Abstract: TH-PO994
Rituximab as a Rescue Treatment of Primary Podocytopathies in a Brazilian University Center
Session Information
- Glomerular Diseases: Minimal Change Disease, FSGS, IgAN
November 07, 2019 | Location: Exhibit Hall, Walter E. Washington Convention Center
Abstract Time: 10:00 AM - 12:00 PM
Category: Glomerular Diseases
- 1203 Glomerular Diseases: Clinical, Outcomes, and Trials
Authors
- Sales, Gabriel Teixeira Montezuma, Federal University of Sao Paulo, Sao Paulo, Sao Paulo, Brazil
- Fernandes, Danilo Euclides, Federal University of Sao Paulo, Sao Paulo, Sao Paulo, Brazil
- Rocha, Daniel Ribeiro da, Federal University of Sao Paulo, Sao Paulo, Sao Paulo, Brazil
- Mastroianni-kirsztajn, Gianna, Federal University of Sao Paulo, Sao Paulo, Sao Paulo, Brazil
Background
Focal and segmental glomerulosclerosis (FSGS) and minimal change disease (MCD) are two primary glomerulopathies which usually present with nephrotic syndrome and classified together as podocitopathies. The first one is common in adults and the second one in children. The currently available treatments for both diseases have important side effects. High rates of steroid and cyclosporine resistance and dependence are indicative that new therapeutic options are mandatory. The main objective of our study is to describe the profile of patients with podocytopathy who used rituximab in a brazilina university center.
Methods
This is a retrospective cohort including 18-year-old or older patients with kidney biopsy showing MCD or FSGS who have used at least 1 dose of rituximab between 2012 and 2018, with a minimum of 6 months of follow up after infusion. Epidemiological, clinical and histological variables were analyzed. Were considered responders patients with at least a 35% reduction in proterinuria and an increment of 0.5 g/dL of serum albumin.
Results
Twenty-eight patients fulfilled the inclusion criteria, 57% female, median creatinine and age at the time of the infusion was 1.1 mg/dL and 33 years-old, respectively.
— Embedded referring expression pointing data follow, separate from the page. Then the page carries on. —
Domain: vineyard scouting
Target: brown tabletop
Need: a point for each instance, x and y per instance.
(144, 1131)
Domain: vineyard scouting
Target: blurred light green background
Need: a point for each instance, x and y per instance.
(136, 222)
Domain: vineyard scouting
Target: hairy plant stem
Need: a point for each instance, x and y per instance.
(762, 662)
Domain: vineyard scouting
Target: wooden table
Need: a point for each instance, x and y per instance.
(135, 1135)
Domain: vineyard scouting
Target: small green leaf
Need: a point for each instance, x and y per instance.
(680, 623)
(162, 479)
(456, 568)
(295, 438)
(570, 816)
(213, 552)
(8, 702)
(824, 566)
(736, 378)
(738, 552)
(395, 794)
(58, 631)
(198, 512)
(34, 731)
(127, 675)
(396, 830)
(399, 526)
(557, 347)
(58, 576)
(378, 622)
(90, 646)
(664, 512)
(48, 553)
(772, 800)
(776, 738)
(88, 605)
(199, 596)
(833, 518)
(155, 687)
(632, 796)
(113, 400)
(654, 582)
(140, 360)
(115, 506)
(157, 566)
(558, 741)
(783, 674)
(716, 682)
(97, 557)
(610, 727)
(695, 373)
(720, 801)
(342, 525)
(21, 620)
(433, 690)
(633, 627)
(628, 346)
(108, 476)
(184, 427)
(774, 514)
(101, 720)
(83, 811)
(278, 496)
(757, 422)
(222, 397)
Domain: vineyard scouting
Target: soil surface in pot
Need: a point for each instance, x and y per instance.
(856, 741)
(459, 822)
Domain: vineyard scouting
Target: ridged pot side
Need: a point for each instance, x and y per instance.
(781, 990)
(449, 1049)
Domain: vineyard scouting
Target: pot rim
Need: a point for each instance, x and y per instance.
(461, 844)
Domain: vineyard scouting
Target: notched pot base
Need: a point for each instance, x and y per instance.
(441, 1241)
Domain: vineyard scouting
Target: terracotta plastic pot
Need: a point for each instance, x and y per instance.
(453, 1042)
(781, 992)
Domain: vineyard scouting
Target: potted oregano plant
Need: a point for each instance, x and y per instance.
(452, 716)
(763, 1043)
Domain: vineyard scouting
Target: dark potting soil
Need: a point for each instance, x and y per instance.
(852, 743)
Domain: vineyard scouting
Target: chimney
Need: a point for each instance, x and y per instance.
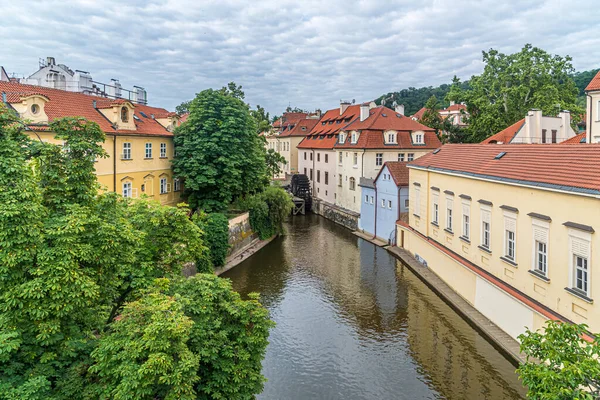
(364, 111)
(565, 122)
(343, 106)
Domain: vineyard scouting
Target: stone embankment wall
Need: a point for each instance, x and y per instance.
(339, 215)
(240, 233)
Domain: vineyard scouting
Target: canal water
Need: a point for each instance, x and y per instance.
(354, 323)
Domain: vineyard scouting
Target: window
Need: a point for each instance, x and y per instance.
(126, 151)
(541, 262)
(466, 221)
(581, 274)
(486, 217)
(163, 185)
(435, 209)
(417, 204)
(124, 114)
(449, 204)
(127, 191)
(510, 229)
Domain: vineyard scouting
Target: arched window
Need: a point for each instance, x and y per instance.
(124, 114)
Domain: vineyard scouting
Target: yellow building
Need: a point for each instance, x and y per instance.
(139, 138)
(511, 229)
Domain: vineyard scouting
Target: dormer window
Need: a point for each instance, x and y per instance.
(124, 114)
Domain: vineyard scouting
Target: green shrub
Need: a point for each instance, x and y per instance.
(216, 235)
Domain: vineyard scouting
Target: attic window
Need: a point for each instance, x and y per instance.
(124, 114)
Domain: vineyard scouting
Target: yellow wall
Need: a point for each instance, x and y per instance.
(138, 170)
(560, 207)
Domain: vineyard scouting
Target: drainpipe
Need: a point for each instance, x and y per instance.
(589, 128)
(115, 163)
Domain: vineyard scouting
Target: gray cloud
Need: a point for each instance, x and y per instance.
(308, 54)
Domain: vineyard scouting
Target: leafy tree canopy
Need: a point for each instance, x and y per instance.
(92, 301)
(219, 154)
(560, 365)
The main indications were lack of response to traditional immunosuppressors and frequent relapse during or after corticosteroid withdrawal, with previous use of cyclosporine in 76% and prednisone in 96%. Median 24-h urinary protein at infusion were 8.40 g (5.30 - 12.64, IQR) in non-responders and 7.65 g (1.34 - 17.63, IQR). After 3 months they resulted 7.06 g (5.62 - 9.97, IQR) and 0.25 g (10 - 5.51, IQR), respectively. The complete remission rate in 3 was 24% and in 6 months was 10%. Partial remission was present after 3 months in 33% of the cases. Evaluating non steroid resistant patients, 58% of them had partial remission at 3 months while no steroid resistant individual had any type of remission. In relation to side effects, 18% had an infection episode up to 6 months after infusion and 2 patients presented rash, with no severe drug reaction.
Conclusion
Rituximab is a possible option to use in FSGS and MCD especially in individuals considered steroid-sensitive and dependent and with an acceptable safety profile.